Addictions
10 Pages 2552 Words
hroughout history, the prevailing attitude toward addiction has been one of disapproval, even repugnance. Addiction was seen as a personal failing, one that resulted from moral weakness and a lack of discipline. At best, addiction was a bad habit, at worst, a sin.
Although addiction has not entirely lost its stigma, an increasing body of scientific research has improved people’s understanding of and sympathy for the problem. One major development in addiction research is the theory that addiction is primarily a biological phenomenon. As Alan I. Leshner, director of the National Institute on Drug Abuse, puts it, addiction is “literally a disease of the brain.”
For years, addiction researchers have asserted that alcoholism has a genetic basis. According to John Crabbe, a researcher at Oregon Health Sciences University and the Veterans Affairs Medical Center, “Alcohol dependence in humans is clearly influenced by genes as well as environmental factors.
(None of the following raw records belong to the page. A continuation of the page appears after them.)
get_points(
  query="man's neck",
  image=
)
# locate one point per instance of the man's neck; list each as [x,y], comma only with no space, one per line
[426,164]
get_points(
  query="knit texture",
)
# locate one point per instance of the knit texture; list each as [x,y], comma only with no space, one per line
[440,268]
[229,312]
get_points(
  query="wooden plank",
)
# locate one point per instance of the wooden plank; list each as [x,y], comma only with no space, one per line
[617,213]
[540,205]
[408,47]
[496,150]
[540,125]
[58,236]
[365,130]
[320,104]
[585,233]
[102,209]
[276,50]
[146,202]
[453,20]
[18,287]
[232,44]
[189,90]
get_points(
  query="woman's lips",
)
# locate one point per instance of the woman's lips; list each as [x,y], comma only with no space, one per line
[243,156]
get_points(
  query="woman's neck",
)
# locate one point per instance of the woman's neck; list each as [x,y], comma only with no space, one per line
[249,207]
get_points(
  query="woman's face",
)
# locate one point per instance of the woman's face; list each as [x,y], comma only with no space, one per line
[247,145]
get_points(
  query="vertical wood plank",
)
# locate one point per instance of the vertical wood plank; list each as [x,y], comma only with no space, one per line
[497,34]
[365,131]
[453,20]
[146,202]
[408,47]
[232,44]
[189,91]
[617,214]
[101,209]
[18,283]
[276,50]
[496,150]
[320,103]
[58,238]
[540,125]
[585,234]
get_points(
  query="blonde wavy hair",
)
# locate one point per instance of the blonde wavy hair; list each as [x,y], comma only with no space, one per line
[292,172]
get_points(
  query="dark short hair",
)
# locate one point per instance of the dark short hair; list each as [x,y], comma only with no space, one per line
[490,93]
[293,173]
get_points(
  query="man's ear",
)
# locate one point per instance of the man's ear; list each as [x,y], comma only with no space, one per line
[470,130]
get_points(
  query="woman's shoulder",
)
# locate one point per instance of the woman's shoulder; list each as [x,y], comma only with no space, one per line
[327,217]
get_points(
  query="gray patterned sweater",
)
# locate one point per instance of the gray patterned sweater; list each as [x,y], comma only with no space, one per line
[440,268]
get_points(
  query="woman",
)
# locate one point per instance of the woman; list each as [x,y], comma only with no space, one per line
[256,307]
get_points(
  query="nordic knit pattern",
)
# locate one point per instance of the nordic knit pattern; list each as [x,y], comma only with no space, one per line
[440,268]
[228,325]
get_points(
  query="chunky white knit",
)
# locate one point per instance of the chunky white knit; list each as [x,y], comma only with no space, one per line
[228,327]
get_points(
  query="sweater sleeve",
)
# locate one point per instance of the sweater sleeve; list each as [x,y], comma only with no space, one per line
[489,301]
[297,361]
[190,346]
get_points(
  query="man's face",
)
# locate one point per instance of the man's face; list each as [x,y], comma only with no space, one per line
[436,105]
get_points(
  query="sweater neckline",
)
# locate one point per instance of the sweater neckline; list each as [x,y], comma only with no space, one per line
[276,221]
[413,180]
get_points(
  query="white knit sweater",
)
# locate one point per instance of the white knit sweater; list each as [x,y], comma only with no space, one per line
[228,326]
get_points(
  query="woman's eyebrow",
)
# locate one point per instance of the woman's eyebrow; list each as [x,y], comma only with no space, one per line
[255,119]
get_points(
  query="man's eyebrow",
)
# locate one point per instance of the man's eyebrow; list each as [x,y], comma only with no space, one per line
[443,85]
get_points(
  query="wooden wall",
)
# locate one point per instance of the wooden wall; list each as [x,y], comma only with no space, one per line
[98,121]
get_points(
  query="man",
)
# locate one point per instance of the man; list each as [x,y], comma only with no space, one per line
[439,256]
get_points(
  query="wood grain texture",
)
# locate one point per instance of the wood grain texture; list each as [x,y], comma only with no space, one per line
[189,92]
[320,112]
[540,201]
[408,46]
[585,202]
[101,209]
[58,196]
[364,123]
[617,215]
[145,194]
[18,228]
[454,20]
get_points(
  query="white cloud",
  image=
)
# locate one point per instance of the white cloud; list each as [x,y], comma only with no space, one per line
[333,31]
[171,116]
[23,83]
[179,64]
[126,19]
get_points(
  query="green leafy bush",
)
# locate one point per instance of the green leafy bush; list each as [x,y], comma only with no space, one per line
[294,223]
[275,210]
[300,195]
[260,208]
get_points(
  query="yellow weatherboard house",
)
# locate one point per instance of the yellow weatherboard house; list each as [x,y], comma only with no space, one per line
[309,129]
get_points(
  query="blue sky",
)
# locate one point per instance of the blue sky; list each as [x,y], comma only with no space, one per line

There is clearly an increased risk for severe alcohol-related problems in children of alcoholics, . . . even if they have been raised without knowledge of their biological parents’ problems.” While studies seem to support the view that alcoholism is genetic, identifying the specific genes that lead to an increased risk of alcoholism has been a laborious task, since humans express more than one hundred thousand genes. However, in 1997, researchers at the Portland Alcohol Center announced that they had mapped three gene regions in mice that influence susceptibility to physical dependence on alcohol—information that they believe could lead to the development of new treatments for alcoholics.
Furthermore, research documenting the impact of drugs on the brain may shed light on why some people are more prone to addiction than others. Drug use—along with other potentially addictive activities such as gambling or sex—causes the brain to release dopamine, a chemical invo...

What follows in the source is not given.